The product, listed as a “Castelli head thingy,” is a product described as a “neck warmer, hairband, face mask, bandana, helmet liner.”

The men’s version of the product was listed for $30, while the women’s product was listed for $35, though the only difference in the online store appeared to be the colour scheme.

The price discrepancy was pointed out on Monday by a Reddit user, who wrote they received a private response from MEC saying they wouldn’t change the prices because they’re set by the supplier.

“I think retailers should take responsibility in not passing the “pink tax” along to their female customers, even if their suppliers are the original source,” they wrote.

The men’s version of the product, advertised for $30. (MEC)

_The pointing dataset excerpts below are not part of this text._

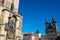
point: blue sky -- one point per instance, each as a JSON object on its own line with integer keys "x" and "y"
{"x": 36, "y": 11}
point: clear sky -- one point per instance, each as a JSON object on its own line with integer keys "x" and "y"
{"x": 36, "y": 11}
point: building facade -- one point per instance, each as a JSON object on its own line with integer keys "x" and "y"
{"x": 51, "y": 30}
{"x": 37, "y": 35}
{"x": 10, "y": 20}
{"x": 28, "y": 36}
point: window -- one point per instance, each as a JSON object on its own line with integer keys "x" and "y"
{"x": 2, "y": 1}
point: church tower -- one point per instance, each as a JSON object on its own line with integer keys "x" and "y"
{"x": 37, "y": 35}
{"x": 10, "y": 20}
{"x": 51, "y": 30}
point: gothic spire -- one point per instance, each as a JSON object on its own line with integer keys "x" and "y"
{"x": 47, "y": 21}
{"x": 12, "y": 5}
{"x": 53, "y": 20}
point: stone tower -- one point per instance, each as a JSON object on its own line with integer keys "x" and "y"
{"x": 37, "y": 35}
{"x": 51, "y": 29}
{"x": 10, "y": 20}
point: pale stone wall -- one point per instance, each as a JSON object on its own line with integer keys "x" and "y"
{"x": 16, "y": 3}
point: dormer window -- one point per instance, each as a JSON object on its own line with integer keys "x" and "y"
{"x": 2, "y": 1}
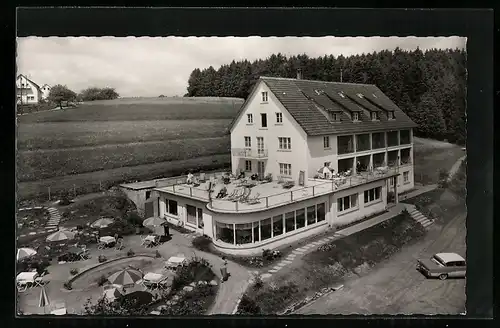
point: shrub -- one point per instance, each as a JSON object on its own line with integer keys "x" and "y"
{"x": 248, "y": 306}
{"x": 202, "y": 243}
{"x": 101, "y": 280}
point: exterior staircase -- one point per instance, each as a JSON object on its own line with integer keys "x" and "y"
{"x": 55, "y": 217}
{"x": 418, "y": 216}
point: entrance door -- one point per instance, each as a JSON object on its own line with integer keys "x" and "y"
{"x": 260, "y": 146}
{"x": 261, "y": 169}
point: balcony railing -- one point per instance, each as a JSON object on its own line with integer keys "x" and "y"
{"x": 249, "y": 152}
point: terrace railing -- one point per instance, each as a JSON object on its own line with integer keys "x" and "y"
{"x": 249, "y": 152}
{"x": 320, "y": 188}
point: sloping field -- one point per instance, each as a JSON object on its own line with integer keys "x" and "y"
{"x": 57, "y": 135}
{"x": 114, "y": 110}
{"x": 430, "y": 156}
{"x": 35, "y": 165}
{"x": 102, "y": 143}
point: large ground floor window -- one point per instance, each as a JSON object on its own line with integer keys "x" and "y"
{"x": 194, "y": 216}
{"x": 269, "y": 228}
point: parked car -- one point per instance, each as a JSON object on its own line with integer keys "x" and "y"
{"x": 442, "y": 266}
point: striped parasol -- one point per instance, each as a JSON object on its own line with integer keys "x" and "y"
{"x": 153, "y": 221}
{"x": 125, "y": 277}
{"x": 44, "y": 299}
{"x": 61, "y": 235}
{"x": 102, "y": 223}
{"x": 112, "y": 294}
{"x": 24, "y": 252}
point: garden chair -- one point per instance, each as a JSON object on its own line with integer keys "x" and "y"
{"x": 236, "y": 193}
{"x": 246, "y": 195}
{"x": 232, "y": 194}
{"x": 254, "y": 199}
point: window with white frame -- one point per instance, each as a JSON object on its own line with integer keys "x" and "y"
{"x": 264, "y": 96}
{"x": 326, "y": 142}
{"x": 373, "y": 194}
{"x": 248, "y": 142}
{"x": 285, "y": 169}
{"x": 347, "y": 202}
{"x": 171, "y": 207}
{"x": 285, "y": 143}
{"x": 406, "y": 177}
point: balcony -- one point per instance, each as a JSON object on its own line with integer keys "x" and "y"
{"x": 249, "y": 153}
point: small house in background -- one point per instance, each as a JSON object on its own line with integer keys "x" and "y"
{"x": 27, "y": 91}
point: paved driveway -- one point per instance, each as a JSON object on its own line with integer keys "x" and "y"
{"x": 395, "y": 287}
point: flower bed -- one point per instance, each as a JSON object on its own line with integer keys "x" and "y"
{"x": 29, "y": 220}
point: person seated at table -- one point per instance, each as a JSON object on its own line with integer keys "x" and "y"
{"x": 222, "y": 193}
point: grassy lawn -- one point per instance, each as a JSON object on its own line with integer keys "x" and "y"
{"x": 101, "y": 180}
{"x": 146, "y": 110}
{"x": 430, "y": 156}
{"x": 349, "y": 256}
{"x": 46, "y": 164}
{"x": 56, "y": 135}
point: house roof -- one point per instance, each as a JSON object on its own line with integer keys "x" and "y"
{"x": 36, "y": 85}
{"x": 310, "y": 101}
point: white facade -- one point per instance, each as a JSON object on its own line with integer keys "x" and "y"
{"x": 305, "y": 153}
{"x": 27, "y": 91}
{"x": 45, "y": 91}
{"x": 280, "y": 124}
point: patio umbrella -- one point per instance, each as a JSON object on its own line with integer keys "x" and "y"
{"x": 61, "y": 235}
{"x": 125, "y": 277}
{"x": 24, "y": 252}
{"x": 153, "y": 221}
{"x": 112, "y": 293}
{"x": 101, "y": 223}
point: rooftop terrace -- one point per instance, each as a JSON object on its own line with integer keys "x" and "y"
{"x": 267, "y": 195}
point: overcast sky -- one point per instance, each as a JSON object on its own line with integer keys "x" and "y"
{"x": 153, "y": 66}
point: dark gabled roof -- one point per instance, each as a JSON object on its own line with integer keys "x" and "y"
{"x": 300, "y": 98}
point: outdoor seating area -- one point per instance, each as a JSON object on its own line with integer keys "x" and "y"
{"x": 245, "y": 194}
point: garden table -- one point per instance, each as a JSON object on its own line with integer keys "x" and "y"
{"x": 174, "y": 262}
{"x": 26, "y": 278}
{"x": 107, "y": 240}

The women’s version advertised for $35. (MEC)

Both the items have since disappeared from MEC’s online store.

In a written statement sent to CBC News on Tuesday, the outdoor gear and clothing retailer wrote it is obliged to comply with its vendors’ pricing when they have a policy in place about the minimum advertised price.

“We have reviewed the products in this case and haven’t found any significant differences in product features. We are connecting with our vendor partner now and expect both items to be back online tomorrow with identical pricing,” the statement read in part.

Pierre Perron, the general manager of Castelli, which makes the product, wrote in an email that the difference in pricing is based on the factory in which the items are manufactured.

“The same items can be produced in different factories with slight price discrepancy with no relation in gender,” he wrote.

Pricing discrimination difficult to prove

The “pink tax” refers to the phenomenon of gender-based price discrimination, where items whose ads target women are often priced higher than similar products advertised towards men.

For example, a 2016 study found that women in Canada pay over 40 per cent more than what men pay when it comes to personal care products.

Ken Whitehurst, the executive director of the Consumers Council of Canada, said that while some products appear to be priced differently based on the gender they’re advertised toward, regulators would need to investigate to determine whether a pricing difference was caused by a cost incurred in the supply chain.

“It is a very fair thing to wonder whether sometimes price discrimination is just discrimination, but it’s extremely hard to identify and prove,” he said.

“But if a company is taking a truly identical product in all ways and screening their customers and simply offering exactly the same product at different prices based on gender, that’s going to be pretty clearly discrimination.”

Whitehurst said the council’s goal is to see fair pricing for all customers.

“A way to put that to the test may be to buy products across what are perceived to be gender lines and see what happens to prices,” he said.